I need to copy date from one source (in parallel) to another with batches.
I did this:
Flux.generate((SynchronousSink<String> sink) -> {
try {
String val = dataSource.getNextItem();
if (val == null) {
sink.complete();
return;
}
sink.next(val);
} catch (InterruptedException e) {
sink.error(e);
}
})
.parallel(4)
.runOn(Schedulers.parallel())
.doOnNext(dataTarget::write)
.sequential()
.blockLast();
class dataSource{
public Item getNextItem(){
//...
}
}
class dataTarget{
public void write(List<Item> items){
//...
}
}
It receives data in parallel, but writes one at a time.
I need to collect them in batches (like by 10 items) and then write the batch.
How can I do that?
UPDATE:
The main idea that the source is the messaging system (i.e. rabbitmq or nats) that's suitable to efficiently send messages one by one, but the target is the database which is more efficient on inserting a batch.

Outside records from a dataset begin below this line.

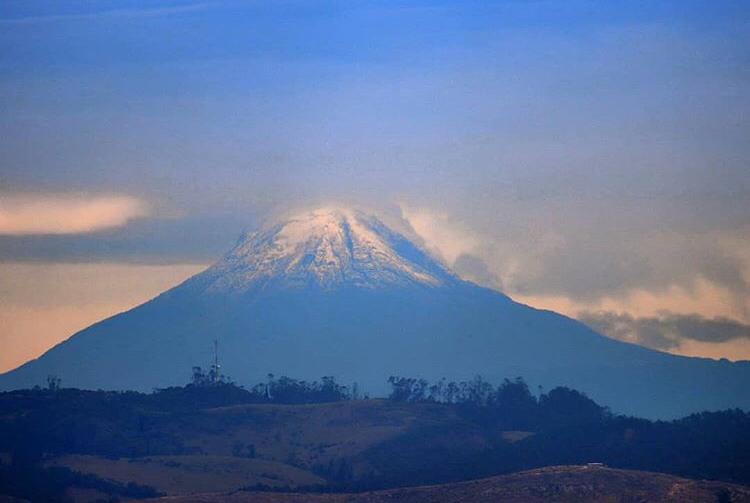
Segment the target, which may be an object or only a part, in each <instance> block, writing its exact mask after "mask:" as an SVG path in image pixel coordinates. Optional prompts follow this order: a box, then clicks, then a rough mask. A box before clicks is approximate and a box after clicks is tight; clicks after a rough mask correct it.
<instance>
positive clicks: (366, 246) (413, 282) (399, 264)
mask: <svg viewBox="0 0 750 503" xmlns="http://www.w3.org/2000/svg"><path fill="white" fill-rule="evenodd" d="M204 274H205V279H208V285H207V289H208V290H209V291H234V292H243V291H248V290H251V289H253V288H256V287H263V286H265V285H267V284H276V285H281V286H285V287H304V286H310V285H318V286H321V287H323V288H335V287H337V286H340V285H349V286H357V287H369V288H377V287H379V286H383V285H388V284H422V285H428V286H438V285H441V284H444V283H446V282H450V281H453V280H454V279H455V277H454V276H453V274H452V273H450V272H449V271H447V270H446V269H445V268H444V267H443V266H442V265H440V264H439V263H438V262H436V261H434V260H433V259H432V258H430V257H429V256H428V255H426V254H425V253H424V252H423V251H422V250H420V249H419V248H418V247H417V246H415V245H414V244H412V243H411V242H410V241H408V240H407V239H406V238H405V237H403V236H402V235H400V234H398V233H396V232H394V231H392V230H390V229H389V228H388V227H386V226H385V225H383V223H382V222H381V221H380V220H378V219H377V218H376V217H374V216H371V215H367V214H365V213H363V212H361V211H358V210H354V209H350V208H339V207H326V208H318V209H315V210H312V211H307V212H304V213H302V214H299V215H296V216H294V217H292V218H290V219H288V220H286V221H283V222H280V223H277V224H275V225H272V226H270V227H267V228H265V229H263V230H261V231H258V232H254V233H250V234H248V235H247V236H245V237H244V238H243V239H242V240H241V241H240V242H239V243H238V244H237V246H236V247H235V248H234V249H233V250H231V251H230V252H229V253H228V254H227V255H226V256H225V257H224V258H223V259H222V260H221V261H219V262H218V263H217V264H216V265H214V266H213V267H211V268H210V269H208V270H207V271H206V272H205V273H204Z"/></svg>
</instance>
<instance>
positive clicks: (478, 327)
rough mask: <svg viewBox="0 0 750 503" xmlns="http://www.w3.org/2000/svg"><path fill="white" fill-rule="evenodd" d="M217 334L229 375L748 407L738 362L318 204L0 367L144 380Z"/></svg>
mask: <svg viewBox="0 0 750 503" xmlns="http://www.w3.org/2000/svg"><path fill="white" fill-rule="evenodd" d="M214 338H217V339H218V340H219V344H220V358H221V361H222V366H223V371H224V372H225V373H226V374H228V375H230V376H231V377H233V378H234V379H235V380H236V381H238V382H240V383H255V382H258V381H260V380H262V379H263V378H264V376H265V375H266V374H268V373H274V374H277V375H280V374H286V375H290V376H293V377H296V378H303V379H314V378H319V377H320V376H323V375H334V376H335V377H337V378H338V380H339V381H340V382H354V381H356V382H358V383H359V385H360V387H361V388H363V389H364V390H365V391H367V392H370V393H372V394H379V393H383V392H385V391H386V379H387V377H388V376H389V375H418V376H423V377H426V378H429V379H433V380H435V379H439V378H440V377H446V378H448V379H455V380H465V379H469V378H471V377H472V376H473V375H475V374H481V375H483V376H484V377H485V378H487V379H489V380H493V381H495V380H500V379H502V378H504V377H512V376H523V377H525V378H526V379H527V380H528V381H529V382H530V383H531V384H532V385H534V386H536V385H541V386H544V387H550V386H554V385H568V386H571V387H574V388H576V389H580V390H583V391H585V392H587V393H589V394H590V395H591V396H592V398H594V399H596V400H597V401H599V402H600V403H603V404H605V405H609V406H610V407H612V408H613V410H615V411H616V412H623V413H631V414H637V415H642V416H647V417H675V416H679V415H684V414H687V413H690V412H695V411H699V410H704V409H719V408H727V407H744V408H750V392H748V389H750V387H749V386H748V385H750V363H748V362H739V363H730V362H726V361H713V360H708V359H699V358H685V357H679V356H673V355H668V354H665V353H660V352H657V351H652V350H649V349H646V348H642V347H639V346H634V345H630V344H625V343H621V342H618V341H614V340H611V339H608V338H605V337H603V336H601V335H599V334H597V333H595V332H593V331H592V330H591V329H589V328H588V327H586V326H584V325H582V324H581V323H578V322H576V321H574V320H571V319H569V318H566V317H564V316H561V315H558V314H556V313H552V312H549V311H540V310H536V309H533V308H530V307H528V306H524V305H521V304H518V303H515V302H513V301H512V300H511V299H509V298H508V297H506V296H504V295H502V294H500V293H498V292H495V291H492V290H488V289H484V288H480V287H478V286H476V285H474V284H471V283H468V282H464V281H461V280H459V279H458V278H457V277H456V276H455V275H454V274H453V273H451V272H450V271H449V270H447V269H446V268H445V267H443V266H442V265H441V264H440V263H438V262H436V261H434V260H432V259H431V258H430V257H429V256H428V255H427V254H425V253H424V252H423V251H421V250H420V249H419V248H418V247H417V246H415V245H414V244H412V243H411V242H409V241H408V240H407V239H406V238H404V237H403V236H401V235H399V234H397V233H395V232H393V231H391V230H390V229H388V228H387V227H386V226H384V225H383V224H382V223H381V222H380V221H379V220H377V219H376V218H374V217H372V216H368V215H365V214H363V213H360V212H356V211H353V210H348V209H335V208H334V209H319V210H316V211H313V212H310V213H306V214H302V215H299V216H296V217H293V218H291V219H289V220H287V221H285V222H281V223H278V224H276V225H274V226H271V227H269V228H267V229H265V230H262V231H260V232H257V233H253V234H250V235H248V236H245V237H244V238H243V239H242V240H240V242H239V243H238V244H237V246H236V247H235V248H234V249H233V250H231V251H230V252H229V253H228V254H227V255H226V256H225V257H224V258H223V259H221V260H220V261H219V262H217V264H215V265H214V266H212V267H210V268H209V269H207V270H206V271H204V272H203V273H201V274H198V275H196V276H194V277H193V278H191V279H189V280H188V281H186V282H185V283H183V284H182V285H179V286H177V287H175V288H173V289H172V290H169V291H167V292H165V293H164V294H162V295H160V296H159V297H157V298H155V299H153V300H152V301H150V302H147V303H145V304H143V305H141V306H139V307H137V308H135V309H133V310H131V311H128V312H126V313H122V314H119V315H117V316H114V317H112V318H109V319H107V320H104V321H102V322H100V323H97V324H95V325H93V326H91V327H89V328H87V329H85V330H82V331H81V332H79V333H77V334H76V335H74V336H73V337H71V338H70V339H68V340H67V341H65V342H63V343H61V344H59V345H58V346H56V347H55V348H53V349H51V350H50V351H48V352H47V353H45V354H44V355H43V356H42V357H40V358H39V359H37V360H34V361H32V362H29V363H27V364H25V365H23V366H21V367H20V368H18V369H16V370H14V371H12V372H9V373H7V374H4V375H2V376H0V389H13V388H19V387H28V386H33V385H35V384H41V383H43V382H44V380H45V378H46V376H47V375H48V374H55V375H58V376H60V377H61V378H62V379H63V384H65V385H68V386H78V387H85V388H105V389H150V388H152V387H157V386H158V387H163V386H167V385H171V384H180V383H183V382H185V381H186V380H187V378H188V376H189V372H190V368H191V367H192V366H194V365H205V364H206V363H207V362H209V361H210V359H211V351H212V341H213V339H214Z"/></svg>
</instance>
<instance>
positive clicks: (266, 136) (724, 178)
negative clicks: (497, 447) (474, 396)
mask: <svg viewBox="0 0 750 503" xmlns="http://www.w3.org/2000/svg"><path fill="white" fill-rule="evenodd" d="M749 63H750V7H748V4H747V2H739V1H737V2H729V1H710V2H709V1H701V2H697V1H672V2H666V1H650V2H601V1H588V2H584V1H498V2H471V1H469V2H438V1H433V2H427V1H424V2H315V1H288V2H284V1H279V2H260V1H252V2H239V1H215V2H213V1H209V2H157V1H154V2H143V1H140V2H123V1H118V2H107V1H97V2H90V1H85V2H83V1H82V2H72V1H70V2H68V1H64V2H61V1H49V2H37V1H28V0H24V1H6V2H4V3H3V6H2V7H1V8H0V109H2V111H3V113H2V114H0V212H1V211H3V208H5V210H4V211H6V213H7V215H6V217H7V218H6V220H8V221H10V220H12V222H11V223H12V225H10V226H6V227H5V230H4V231H3V230H2V229H3V227H2V226H1V225H0V260H1V261H3V262H4V263H12V264H16V265H17V264H18V263H23V264H26V265H25V266H24V267H32V266H33V264H38V267H39V270H38V274H37V276H35V277H36V278H37V280H38V281H39V282H41V283H40V284H43V283H44V281H51V279H50V276H49V275H48V274H47V272H45V271H48V269H45V268H48V267H50V264H71V263H76V264H77V265H78V266H80V265H81V264H99V263H102V262H106V263H115V264H131V265H133V266H138V267H140V266H141V265H143V264H147V265H161V266H163V267H170V266H175V267H177V266H176V265H175V264H179V267H182V269H179V270H180V271H185V270H186V269H184V264H206V263H210V262H211V261H212V260H214V259H215V258H216V257H217V256H218V255H220V254H221V253H222V252H223V251H225V250H226V249H227V248H228V247H229V246H230V245H231V244H232V243H233V241H234V240H235V239H236V237H237V235H239V233H240V232H242V231H243V230H245V229H248V228H253V227H255V226H257V225H259V222H261V221H263V220H265V219H267V218H269V217H270V216H272V215H274V214H275V213H277V212H279V211H285V210H288V209H290V208H292V207H297V206H303V205H309V204H318V203H324V202H328V201H330V200H337V201H345V202H350V203H352V204H355V205H360V206H361V205H363V206H366V207H371V208H376V209H377V211H379V212H380V213H383V214H385V215H389V216H391V218H392V220H394V221H396V223H399V222H400V223H401V224H404V225H405V226H406V227H407V228H409V227H410V228H411V229H409V230H411V231H413V232H414V234H416V236H415V237H417V238H418V239H421V240H423V241H424V244H425V246H427V247H429V248H430V249H431V250H432V251H433V252H435V253H436V254H438V255H441V256H442V257H443V258H444V259H445V260H446V261H447V262H449V263H451V265H454V266H456V267H457V268H458V269H461V272H462V274H464V275H465V276H467V277H471V278H472V279H475V280H477V281H480V282H483V283H485V284H489V285H491V286H494V287H497V288H502V289H503V290H505V291H507V292H509V293H511V294H512V295H514V296H516V297H518V298H521V299H522V300H525V301H528V302H531V303H534V304H536V305H541V306H545V307H551V308H555V309H559V310H562V311H564V312H566V313H568V314H571V315H576V314H577V313H578V312H583V311H585V312H587V313H589V314H590V312H593V311H597V312H598V311H607V312H609V313H612V312H617V313H627V314H628V315H630V316H634V317H636V318H638V317H646V318H648V319H650V318H659V317H662V318H664V319H667V318H669V319H670V320H672V318H673V317H674V316H676V315H681V316H695V315H697V316H700V317H702V318H701V319H703V318H705V319H708V320H710V319H713V318H714V317H723V318H727V319H731V320H733V321H735V322H737V323H740V324H748V323H750V287H749V286H748V285H749V284H750V249H749V247H748V245H747V243H748V241H750V240H749V239H748V237H750V236H749V234H750V194H748V183H749V182H750V175H749V174H748V173H750V169H748V163H749V161H750V146H749V145H750V141H748V140H749V139H750V138H748V136H750V135H749V134H748V132H749V131H750V124H749V122H750V91H749V90H750V85H749V84H750V65H749ZM3 200H4V201H3ZM19 208H20V209H19ZM91 208H99V209H98V210H97V211H96V212H95V213H96V215H98V216H97V218H98V219H99V220H98V221H96V222H93V221H89V220H88V219H87V218H88V217H87V218H84V220H85V221H78V220H76V222H78V224H77V226H72V225H68V224H67V223H64V225H63V224H60V223H59V222H57V220H55V219H54V218H52V217H51V216H50V215H52V216H54V215H58V216H59V215H68V214H69V212H73V211H75V212H77V213H75V214H76V215H80V214H82V213H86V214H90V213H91V212H92V211H94V210H92V209H91ZM101 208H105V209H101ZM87 212H88V213H87ZM102 215H106V218H105V217H103V216H102ZM1 216H2V214H1V213H0V217H1ZM81 218H83V217H81ZM45 219H51V221H50V223H49V225H52V226H54V225H58V226H59V225H62V227H61V228H58V230H57V231H55V232H54V233H52V232H50V231H49V229H47V230H45V227H44V225H42V224H43V223H44V222H45V221H46V220H45ZM70 221H72V220H71V219H67V220H66V222H70ZM30 222H33V223H34V224H35V225H36V224H39V223H40V222H41V223H42V224H39V225H41V227H39V226H38V225H37V226H36V227H35V226H34V225H31V224H30ZM1 223H2V218H0V224H1ZM24 226H27V227H24ZM19 229H21V230H19ZM24 229H25V230H24ZM34 229H36V230H34ZM40 229H41V230H40ZM53 234H54V235H53ZM92 267H94V265H92ZM14 270H15V269H14ZM23 270H24V271H25V272H24V274H32V273H31V272H29V271H30V270H27V269H23ZM75 270H78V269H75ZM118 270H119V269H118ZM55 271H59V269H55ZM138 271H141V269H138ZM141 272H142V271H141ZM122 274H135V273H134V272H133V271H130V272H122ZM174 277H175V276H174V275H171V274H165V278H171V279H170V281H172V280H173V279H174ZM71 281H74V280H73V279H71ZM165 281H166V280H165ZM165 285H166V283H165ZM133 288H134V289H135V288H136V287H135V286H134V287H133ZM154 289H156V286H153V285H152V286H150V287H149V289H146V290H143V296H144V297H146V296H147V295H151V294H153V293H156V292H154V291H153V290H154ZM17 290H18V291H20V290H19V289H16V290H14V289H13V288H10V289H7V290H5V291H4V293H3V295H5V296H6V299H5V304H6V305H16V304H19V303H21V304H22V303H23V302H25V301H23V300H22V298H21V297H20V296H19V295H17V294H14V293H13V292H14V291H17ZM25 298H26V297H23V299H25ZM18 299H21V300H18ZM129 299H130V298H129ZM144 300H145V299H144ZM49 302H50V303H51V304H54V299H50V301H49ZM82 302H83V301H82ZM128 303H132V299H130V300H128ZM115 304H116V302H115V301H114V300H113V301H112V305H113V306H114V305H115ZM128 305H129V304H128ZM35 309H36V308H35ZM40 309H41V308H40ZM97 313H99V311H97ZM35 316H36V317H39V316H42V315H41V314H39V313H36V314H35ZM0 317H2V315H1V314H0ZM670 317H671V318H670ZM600 318H601V320H602V321H601V322H602V323H604V322H605V321H606V320H611V319H612V316H609V317H604V316H602V317H600ZM6 319H10V315H8V316H6ZM14 319H15V318H14ZM618 319H619V320H622V319H623V318H622V317H621V318H618ZM87 320H88V318H87ZM642 325H643V324H641V325H636V324H633V331H632V333H633V334H634V335H633V337H634V340H636V341H637V342H642V343H652V344H653V343H654V340H655V339H654V340H652V339H653V338H652V339H647V334H641V333H639V332H638V331H637V327H638V326H642ZM677 325H679V324H676V323H670V324H669V326H670V327H674V326H677ZM71 326H72V325H71ZM649 326H653V324H650V325H649ZM679 326H682V325H679ZM743 326H744V325H743ZM606 328H607V327H603V328H602V329H603V330H604V329H606ZM670 330H672V329H671V328H670ZM613 332H614V330H613ZM19 333H20V332H19ZM617 333H618V334H619V333H622V331H621V330H620V331H617ZM732 333H735V334H737V333H739V334H743V333H744V334H745V335H740V336H736V337H732V338H731V340H729V341H728V342H727V341H724V340H722V341H720V343H719V342H717V344H718V345H717V346H714V347H711V348H709V347H707V346H705V344H704V345H702V346H697V345H695V344H693V342H694V341H683V340H681V339H680V338H679V337H680V334H676V335H675V334H671V335H670V334H667V335H665V334H660V335H661V336H664V337H668V338H669V337H672V339H673V342H674V341H676V342H675V345H672V346H668V344H669V343H664V344H665V345H663V346H662V347H661V348H662V349H667V350H674V351H683V352H687V353H691V354H707V355H713V356H716V355H725V356H730V357H732V355H734V354H740V355H744V356H743V357H748V358H750V343H749V341H750V330H746V331H745V332H742V331H741V330H740V331H739V332H738V331H736V330H735V331H734V332H732ZM662 342H663V341H662ZM690 344H693V345H690ZM680 348H682V349H680Z"/></svg>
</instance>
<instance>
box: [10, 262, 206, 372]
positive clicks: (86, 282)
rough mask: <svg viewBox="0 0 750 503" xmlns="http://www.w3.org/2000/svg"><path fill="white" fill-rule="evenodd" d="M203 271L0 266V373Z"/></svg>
mask: <svg viewBox="0 0 750 503" xmlns="http://www.w3.org/2000/svg"><path fill="white" fill-rule="evenodd" d="M205 267H206V265H205V264H165V265H137V264H122V263H97V264H66V263H33V264H32V263H23V262H0V278H2V281H1V282H0V327H2V330H0V348H3V351H0V372H5V371H7V370H10V369H12V368H15V367H17V366H18V365H20V364H22V363H24V362H26V361H28V360H30V359H32V358H36V357H38V356H39V355H41V354H42V353H44V352H45V351H46V350H48V349H49V348H51V347H52V346H54V345H55V344H58V343H59V342H62V341H63V340H65V339H67V338H68V337H70V336H71V335H73V333H75V332H77V331H78V330H81V329H83V328H85V327H87V326H89V325H91V324H92V323H95V322H97V321H99V320H102V319H104V318H106V317H108V316H112V315H114V314H117V313H119V312H122V311H125V310H127V309H130V308H132V307H135V306H136V305H138V304H141V303H142V302H145V301H147V300H148V299H150V298H152V297H154V296H156V295H158V294H159V293H161V292H163V291H164V290H166V289H168V288H171V287H173V286H175V285H176V284H178V283H180V282H181V281H183V280H185V279H187V278H188V277H190V276H192V275H193V274H196V273H198V272H200V271H201V270H203V269H205Z"/></svg>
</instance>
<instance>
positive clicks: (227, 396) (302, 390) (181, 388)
mask: <svg viewBox="0 0 750 503" xmlns="http://www.w3.org/2000/svg"><path fill="white" fill-rule="evenodd" d="M179 392H188V393H192V394H193V395H196V394H204V395H208V396H214V397H217V396H218V397H223V398H224V399H225V400H229V401H230V402H236V403H284V404H304V403H325V402H340V401H343V400H356V399H359V398H360V394H359V391H358V388H357V384H356V383H355V384H353V385H352V386H351V387H349V386H345V385H343V384H339V383H337V382H336V379H335V378H334V377H332V376H323V377H321V379H320V381H305V380H299V379H293V378H291V377H287V376H281V377H276V376H274V375H273V374H268V376H267V380H266V381H265V382H261V383H258V384H256V385H255V386H252V387H251V388H249V389H246V388H244V387H243V386H239V385H237V384H235V383H234V382H232V380H231V379H229V378H227V377H226V376H224V375H222V374H219V373H218V372H215V371H214V370H213V368H212V370H209V371H208V372H204V371H203V370H202V369H201V367H193V377H192V380H191V382H190V383H189V384H188V385H187V386H185V387H184V388H180V387H178V388H165V389H161V390H157V394H162V395H165V394H174V393H179ZM230 395H231V397H232V398H229V396H230Z"/></svg>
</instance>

So the final result should be like — I receive messages in parallel until buffer is not filled up, then I write all the buffer into database by one shot.
It's easy to do in regular java, but in case of streams — I don't get how to do it. How to buffer the data and how to pause the reader till the writer is not ready to get next part.
All you need is Flux#buffer(int maxSize)
operator:
Flux.generate((SynchronousSink<String> sink) -> {
try {
String val = dataSource.getNextItem();
if (val == null) {
sink.complete();
return;
}
sink.next(val);
} catch (InterruptedException e) {
sink.error(e);
}
})
.buffer(10) //Flux<List<String>>
.flatMap(dataTarget::write)
.blockLast();
class DataTarget{
public Mono<Void> write(List<String> items){
return reactiveDbClient.insert(items);
}
}
Here, buffer
collects items into multiple List
's of 10 items(batches). You do not need to use parallel scheduler. The flatmap
will run these operations asynchronously. See Understanding Reactive’s .flatMap() Operator.